Why is weights.grad None after trying to adjust weights?

TenYa · June 6, 2022, 1:00pm

Hello

I’m in my first week of learning PyTorch and currently trying gradient descent. I’ve run into a problem where when I try to adjust the weights of my model, I get an error on my first attempt and the gradient of my weights becomes None. As far as I could see, it’s the calculation itself that causes the problem, as the gradient is still a tensor until right before the calculation.

I don’t know if it’s necessary, but here are my model and my mean-square-error function (can’t put more than one media in a post)

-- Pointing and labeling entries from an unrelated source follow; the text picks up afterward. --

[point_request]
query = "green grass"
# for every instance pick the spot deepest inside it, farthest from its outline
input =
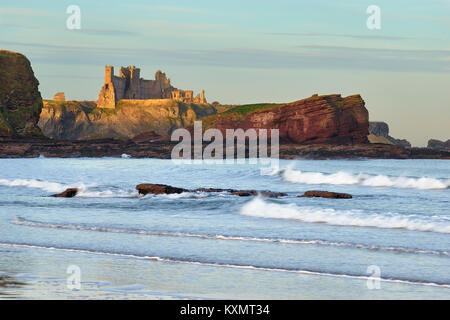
(244, 110)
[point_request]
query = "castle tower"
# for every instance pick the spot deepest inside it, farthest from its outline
(109, 73)
(202, 97)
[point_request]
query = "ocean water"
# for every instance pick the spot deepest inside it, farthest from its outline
(391, 241)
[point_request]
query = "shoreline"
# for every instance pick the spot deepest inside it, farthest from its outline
(161, 149)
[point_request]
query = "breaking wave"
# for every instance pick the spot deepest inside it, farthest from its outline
(260, 208)
(344, 178)
(222, 265)
(85, 227)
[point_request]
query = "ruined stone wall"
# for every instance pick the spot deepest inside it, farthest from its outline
(129, 85)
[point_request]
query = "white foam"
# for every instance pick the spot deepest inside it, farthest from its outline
(33, 183)
(221, 265)
(83, 227)
(345, 178)
(260, 208)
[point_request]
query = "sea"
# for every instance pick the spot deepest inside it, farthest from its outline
(390, 241)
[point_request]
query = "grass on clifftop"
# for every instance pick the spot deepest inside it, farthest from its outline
(237, 113)
(245, 109)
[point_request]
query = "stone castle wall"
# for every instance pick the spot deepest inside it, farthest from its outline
(129, 85)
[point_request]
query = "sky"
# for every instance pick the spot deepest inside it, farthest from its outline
(250, 51)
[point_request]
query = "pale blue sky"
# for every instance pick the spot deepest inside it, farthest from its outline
(251, 51)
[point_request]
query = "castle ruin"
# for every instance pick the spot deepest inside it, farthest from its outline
(129, 85)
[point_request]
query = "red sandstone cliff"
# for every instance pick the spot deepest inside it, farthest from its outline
(318, 119)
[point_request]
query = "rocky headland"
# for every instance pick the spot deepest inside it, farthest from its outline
(318, 127)
(20, 99)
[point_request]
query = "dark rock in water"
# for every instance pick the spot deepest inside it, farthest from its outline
(69, 193)
(244, 193)
(325, 194)
(147, 188)
(165, 189)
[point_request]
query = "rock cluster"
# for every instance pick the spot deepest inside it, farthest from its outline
(379, 133)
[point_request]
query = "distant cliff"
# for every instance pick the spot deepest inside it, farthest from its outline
(20, 99)
(318, 119)
(439, 145)
(379, 133)
(81, 120)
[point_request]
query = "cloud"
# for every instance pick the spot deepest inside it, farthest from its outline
(26, 12)
(300, 57)
(335, 35)
(106, 32)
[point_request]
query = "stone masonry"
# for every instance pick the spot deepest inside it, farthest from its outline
(129, 85)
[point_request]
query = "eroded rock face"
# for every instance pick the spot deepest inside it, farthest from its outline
(325, 194)
(318, 119)
(439, 145)
(20, 99)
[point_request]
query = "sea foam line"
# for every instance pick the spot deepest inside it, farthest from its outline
(84, 227)
(354, 218)
(345, 178)
(223, 265)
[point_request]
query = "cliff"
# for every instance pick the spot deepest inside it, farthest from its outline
(81, 120)
(318, 119)
(379, 133)
(20, 99)
(439, 145)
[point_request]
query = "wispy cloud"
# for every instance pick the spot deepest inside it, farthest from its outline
(302, 57)
(336, 35)
(106, 32)
(26, 12)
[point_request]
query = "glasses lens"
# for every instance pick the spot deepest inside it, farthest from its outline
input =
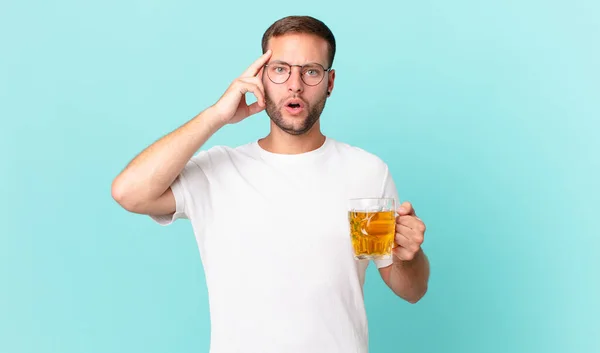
(312, 74)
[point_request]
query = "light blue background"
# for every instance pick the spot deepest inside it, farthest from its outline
(487, 113)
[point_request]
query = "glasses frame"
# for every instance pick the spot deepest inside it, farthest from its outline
(325, 71)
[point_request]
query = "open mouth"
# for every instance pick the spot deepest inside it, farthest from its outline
(294, 107)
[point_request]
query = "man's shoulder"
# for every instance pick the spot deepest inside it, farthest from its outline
(354, 152)
(217, 154)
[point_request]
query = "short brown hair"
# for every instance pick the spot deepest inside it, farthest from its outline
(300, 24)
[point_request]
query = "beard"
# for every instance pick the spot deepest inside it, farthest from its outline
(295, 125)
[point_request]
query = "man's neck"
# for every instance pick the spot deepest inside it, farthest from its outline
(281, 142)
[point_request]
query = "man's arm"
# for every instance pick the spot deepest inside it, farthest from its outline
(408, 276)
(408, 279)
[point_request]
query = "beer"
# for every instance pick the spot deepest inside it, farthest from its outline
(372, 233)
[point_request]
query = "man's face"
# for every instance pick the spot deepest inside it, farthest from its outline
(295, 106)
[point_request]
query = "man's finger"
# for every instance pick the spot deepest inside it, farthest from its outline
(405, 209)
(253, 69)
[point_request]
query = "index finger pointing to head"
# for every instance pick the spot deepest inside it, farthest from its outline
(253, 69)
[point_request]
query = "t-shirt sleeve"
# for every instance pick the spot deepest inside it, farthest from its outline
(389, 190)
(190, 184)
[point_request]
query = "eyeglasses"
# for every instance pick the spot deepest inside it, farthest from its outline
(311, 74)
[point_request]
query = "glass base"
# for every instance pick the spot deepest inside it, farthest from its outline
(373, 257)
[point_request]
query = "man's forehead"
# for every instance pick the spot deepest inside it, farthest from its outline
(298, 49)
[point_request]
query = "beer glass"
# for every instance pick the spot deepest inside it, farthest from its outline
(372, 227)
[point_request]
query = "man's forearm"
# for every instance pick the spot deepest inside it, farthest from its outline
(409, 279)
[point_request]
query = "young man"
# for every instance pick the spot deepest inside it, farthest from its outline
(270, 217)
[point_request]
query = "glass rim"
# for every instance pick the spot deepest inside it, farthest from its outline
(372, 198)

weights = torch.randn(2,3, requires_grad=True)
biases = torch.randn(2, requires_grad=True)

def model(x):
return x @ weights.T + biases

def mse(pred, target):
diff = pred - target
diff_square = diff**2
loss = torch.mean(diff_square)
return loss

Any help is appreciated!

AlphaBetaGamma96 · June 6, 2022, 1:34pm

I’m not 100% sure but it seems you’re not populating your .grad attribute when backpropagating your loss. It might happen due to you calling .backward() directly on your loss function and not the loss itself. Regardless, the following minimal reproducible example will population the .grad attributes and return gradients,

import torch

weights = torch.randn(2,3, requires_grad=True)
biases = torch.randn(2, requires_grad=True)

def model(x):
  return x @ weights.t() + biases

def mse(pred, target):
  diff = pred - target
  diff_square = diff**2
  loss = torch.mean(diff_square)
  return loss
  
inputs=torch.randn(10,3) #random input/output data
targets=torch.randn(10,2)

loss = mse(model(inputs), targets) #define scalar loss
loss.backward() #backprop here

print(weights.grad)
print(biases.grad)
"""
returns 
tensor([[ 0.0731,  0.0566,  0.0354],
        [-1.4290,  0.9217,  2.7733]])
tensor([-0.3319,  1.3362])
"""

TenYa · June 6, 2022, 1:52pm

I’ve checked the gradient on every step right until the adjustment step and it is still there. But as soon as I execute the subtraction “weights = weights - (1e-5 * weights.grad)” it becomes None, while weights gets calculated correctly. Not calling backward() on my function is definitely a better idea though and better to read.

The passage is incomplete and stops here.